Amerykańska gwiazda nie ma wątpliwości, dzisiejszym facetom po prostu brakuje jaj. "Oni zawsze muszą mieć kontrolę!" – wyznała Serena. Problem w tym, że z 27-latką urodzoną w Saginaw, niewielu może się mierzyć. Amerykanka, aktualnie mieszkanka Palm Springs, na zawodowstwo przeszła w 1995 roku, w 1999 roku triumfowała w swoim pierwszym turnieju wielkoszlemowym (jako 18-latka). Od tej pory zarobiła na samej grze – 24 295 248 dolarów! Jak na kobietę, która jeszcze nie ma trzydziestki to wynik nieprzeciętny!

Reklama

"Lubię mężczyzn, którzy potrafią być ze mną szczerzy" zdradziła tenisistka. A jej życie osobiste? Ta mierząca 1,75 m i ważąca około 70 kg atletka jakiś czas temu była łączona z futbolistą amerykańskim Keyshawnem Johnsonem.

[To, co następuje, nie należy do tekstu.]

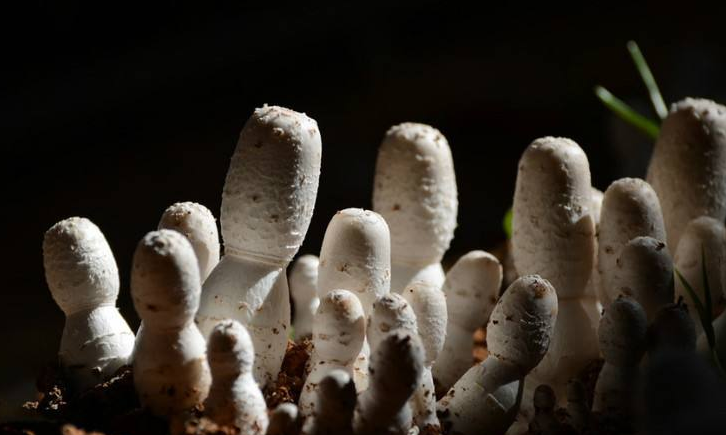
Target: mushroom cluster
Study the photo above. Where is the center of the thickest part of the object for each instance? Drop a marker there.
(390, 332)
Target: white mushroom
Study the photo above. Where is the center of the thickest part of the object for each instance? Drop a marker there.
(472, 289)
(171, 374)
(704, 236)
(688, 166)
(333, 411)
(644, 271)
(356, 255)
(622, 336)
(630, 209)
(338, 333)
(197, 223)
(415, 191)
(234, 398)
(554, 236)
(267, 204)
(429, 305)
(395, 372)
(486, 399)
(304, 294)
(83, 279)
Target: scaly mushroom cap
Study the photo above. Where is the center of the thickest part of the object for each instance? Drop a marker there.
(356, 255)
(339, 326)
(429, 304)
(391, 312)
(622, 332)
(707, 234)
(229, 349)
(197, 223)
(415, 191)
(688, 166)
(472, 289)
(553, 230)
(79, 266)
(165, 284)
(672, 328)
(644, 271)
(630, 209)
(271, 185)
(522, 323)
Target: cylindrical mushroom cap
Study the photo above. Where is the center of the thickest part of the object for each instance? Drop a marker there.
(672, 328)
(472, 289)
(339, 326)
(644, 271)
(704, 236)
(165, 282)
(271, 185)
(304, 279)
(429, 304)
(336, 395)
(229, 349)
(356, 255)
(397, 366)
(622, 332)
(522, 323)
(630, 209)
(390, 312)
(415, 191)
(553, 230)
(688, 166)
(79, 266)
(197, 223)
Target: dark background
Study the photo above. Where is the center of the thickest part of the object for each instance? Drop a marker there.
(115, 112)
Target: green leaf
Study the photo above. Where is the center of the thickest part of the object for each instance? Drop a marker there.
(642, 66)
(507, 223)
(627, 113)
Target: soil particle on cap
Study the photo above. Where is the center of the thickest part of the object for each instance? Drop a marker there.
(290, 380)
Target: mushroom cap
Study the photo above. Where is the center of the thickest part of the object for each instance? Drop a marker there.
(553, 229)
(80, 269)
(391, 312)
(644, 271)
(271, 185)
(630, 209)
(521, 325)
(356, 255)
(415, 191)
(707, 234)
(622, 332)
(672, 328)
(396, 366)
(688, 166)
(165, 284)
(304, 278)
(230, 349)
(339, 327)
(472, 289)
(429, 304)
(197, 223)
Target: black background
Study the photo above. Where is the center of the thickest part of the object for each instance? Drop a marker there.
(115, 112)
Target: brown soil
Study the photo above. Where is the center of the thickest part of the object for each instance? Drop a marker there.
(291, 379)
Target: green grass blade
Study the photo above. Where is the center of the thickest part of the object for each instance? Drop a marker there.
(507, 223)
(707, 326)
(655, 97)
(627, 113)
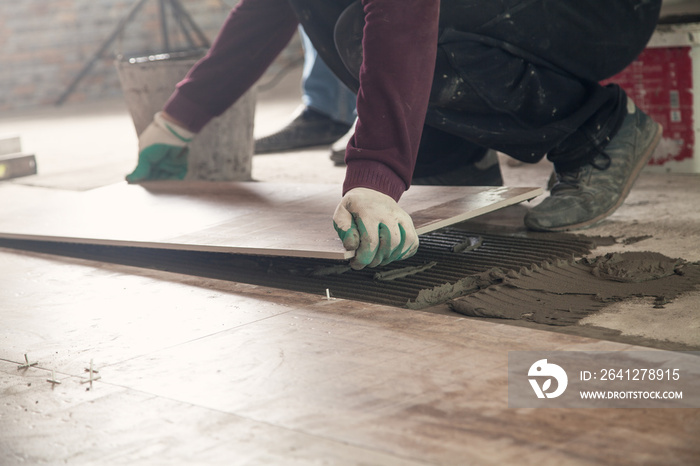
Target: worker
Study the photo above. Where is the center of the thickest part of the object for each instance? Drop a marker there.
(327, 112)
(519, 76)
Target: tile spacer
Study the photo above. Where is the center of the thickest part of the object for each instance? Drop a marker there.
(53, 380)
(26, 364)
(92, 372)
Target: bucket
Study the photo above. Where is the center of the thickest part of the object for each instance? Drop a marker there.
(223, 150)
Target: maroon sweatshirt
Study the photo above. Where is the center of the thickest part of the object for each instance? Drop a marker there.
(400, 46)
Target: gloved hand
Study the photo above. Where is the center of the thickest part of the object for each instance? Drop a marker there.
(374, 226)
(162, 152)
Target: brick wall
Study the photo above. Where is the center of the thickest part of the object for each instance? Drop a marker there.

Wydawało się, że jest to mężczyzna wprost stworzony dla niej – 106 kg żywej wagi i 192 cm wzrostu, chłop na schwał. Nic z tego jednak nie wyszło... Później krótka znajomość z raperem Commonem. Zdjęcia zakochanych bawiących się w Miami pojawiły się we wszystkich bulwarówkach tuż przed turniejem w Szanghaju. I znów nic!

Wówczas atleycznie zbudowana Amerykanka doszła do wniosku, że mężczyźni boją się kobiet sukcesu. Czy coś to zmieni? Starsza siostra Sereny, Venus ma więcej szczęścia w miłości. Od jakiegoś czasu spotyka się z golfistą Hankiem Kuehne.